The trial court erred in denying the man’s motion to set aside the verdict because the jury’s finding that he was comparatively negligent was against the weight of the evidence and contrary to law. No comparative negligence instruction should be given when a plaintiff’s alleged negligence preceded the alleged medical malpractice and is not otherwise alleged to have contributed to the harm resulting from the malpractice.
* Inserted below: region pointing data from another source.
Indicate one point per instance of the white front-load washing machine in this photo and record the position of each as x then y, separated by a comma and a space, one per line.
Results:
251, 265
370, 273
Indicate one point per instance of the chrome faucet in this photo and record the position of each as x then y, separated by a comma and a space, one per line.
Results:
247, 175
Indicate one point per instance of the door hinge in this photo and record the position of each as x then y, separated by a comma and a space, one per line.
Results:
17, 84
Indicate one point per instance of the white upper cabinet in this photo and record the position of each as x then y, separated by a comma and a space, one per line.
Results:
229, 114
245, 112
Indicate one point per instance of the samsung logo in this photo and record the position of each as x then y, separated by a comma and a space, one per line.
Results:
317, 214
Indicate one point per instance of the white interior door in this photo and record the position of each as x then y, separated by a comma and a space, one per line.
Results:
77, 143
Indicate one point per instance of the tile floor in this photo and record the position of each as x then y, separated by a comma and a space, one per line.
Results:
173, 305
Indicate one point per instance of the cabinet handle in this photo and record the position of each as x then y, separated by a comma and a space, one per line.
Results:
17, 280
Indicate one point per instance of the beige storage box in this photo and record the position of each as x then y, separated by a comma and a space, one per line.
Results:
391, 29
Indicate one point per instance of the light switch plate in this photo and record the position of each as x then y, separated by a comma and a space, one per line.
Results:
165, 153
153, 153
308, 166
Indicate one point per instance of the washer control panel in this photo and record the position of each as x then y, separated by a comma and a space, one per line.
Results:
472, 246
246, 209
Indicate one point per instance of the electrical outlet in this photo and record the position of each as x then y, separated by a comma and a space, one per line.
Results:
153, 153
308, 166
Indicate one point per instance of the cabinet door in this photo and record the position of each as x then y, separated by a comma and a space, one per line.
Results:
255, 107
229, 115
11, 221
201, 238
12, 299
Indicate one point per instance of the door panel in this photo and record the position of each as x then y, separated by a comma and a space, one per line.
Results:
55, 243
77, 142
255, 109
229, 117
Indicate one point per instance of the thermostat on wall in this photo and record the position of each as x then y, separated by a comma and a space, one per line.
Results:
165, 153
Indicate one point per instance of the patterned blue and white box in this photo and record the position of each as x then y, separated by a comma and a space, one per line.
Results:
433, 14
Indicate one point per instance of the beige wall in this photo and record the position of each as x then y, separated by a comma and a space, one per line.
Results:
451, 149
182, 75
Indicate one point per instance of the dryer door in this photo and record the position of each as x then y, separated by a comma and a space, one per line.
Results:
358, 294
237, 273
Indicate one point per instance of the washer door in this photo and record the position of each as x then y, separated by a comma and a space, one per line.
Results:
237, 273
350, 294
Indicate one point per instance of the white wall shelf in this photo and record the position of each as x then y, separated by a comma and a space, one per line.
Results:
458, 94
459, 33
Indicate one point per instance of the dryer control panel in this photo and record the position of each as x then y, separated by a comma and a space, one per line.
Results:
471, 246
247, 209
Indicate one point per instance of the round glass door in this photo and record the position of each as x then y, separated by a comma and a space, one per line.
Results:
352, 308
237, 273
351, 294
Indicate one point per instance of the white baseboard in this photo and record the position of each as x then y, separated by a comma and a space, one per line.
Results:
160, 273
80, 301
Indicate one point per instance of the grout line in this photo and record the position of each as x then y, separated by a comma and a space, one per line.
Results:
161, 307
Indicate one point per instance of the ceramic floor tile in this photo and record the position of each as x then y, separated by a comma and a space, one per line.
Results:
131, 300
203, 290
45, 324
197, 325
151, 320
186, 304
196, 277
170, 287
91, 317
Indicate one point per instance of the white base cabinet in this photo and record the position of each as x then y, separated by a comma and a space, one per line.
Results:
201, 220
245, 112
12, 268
A plaintiff’s prior conduct is not relevant, since the defendant’s liability extends only to that portion of the plaintiff’s injuries attributable to the defendant’s malpractice. Here, although there was evidence from which the jury could have found that the man shared responsibility for the initial coffee spill, the hospital made no claim at trial that he had any such shared responsibility for the hospital’s subsequent deviations from the accepted standard of care in treating his injuries, nor was there any evidence adduced at trial from which the jury could have found that he shared such responsibility. The court found that the jury was neither instructed to limit its consideration of the man’s comparative negligence, nor that the hospital’s liability extended only to that portion of his injuries attributable to its malpractice. The jury was thus prevented from fairly considering the central issue of damages. The errors were further compounded by the failure to instruct the jury to determine the total amount of damages sustained by the man, undiminished by any percentage of fault to avoid juror confusion and the risk of a double reduction of the man’s recovery. The court found it impossible to determine whether the jury intended the amount that it awarded to represent the total damage award or the man’s 10% share following the erroneous apportionment of fault. Accordingly, the court held that the combined errors in the charge were fundamental, and that a new trial on the issue of the man’s damages was warranted in the interest of justice
The Appellate Division of the New York Supreme Court, Third Department, affirmed the trial court’s denial of the man’s motion to set aside the jury’s finding that his premature discharge was not a substantial factor in causing him harm and reversed the trial court’s denial of the man’s motion to set aside the jury’s finding that he was comparatively negligent.
See: Vallone v. Saratoga Hosp., 2016 WL 3748555 (N.Y.A.D. 3 Dept., July 14, 2016) (not designated for publication).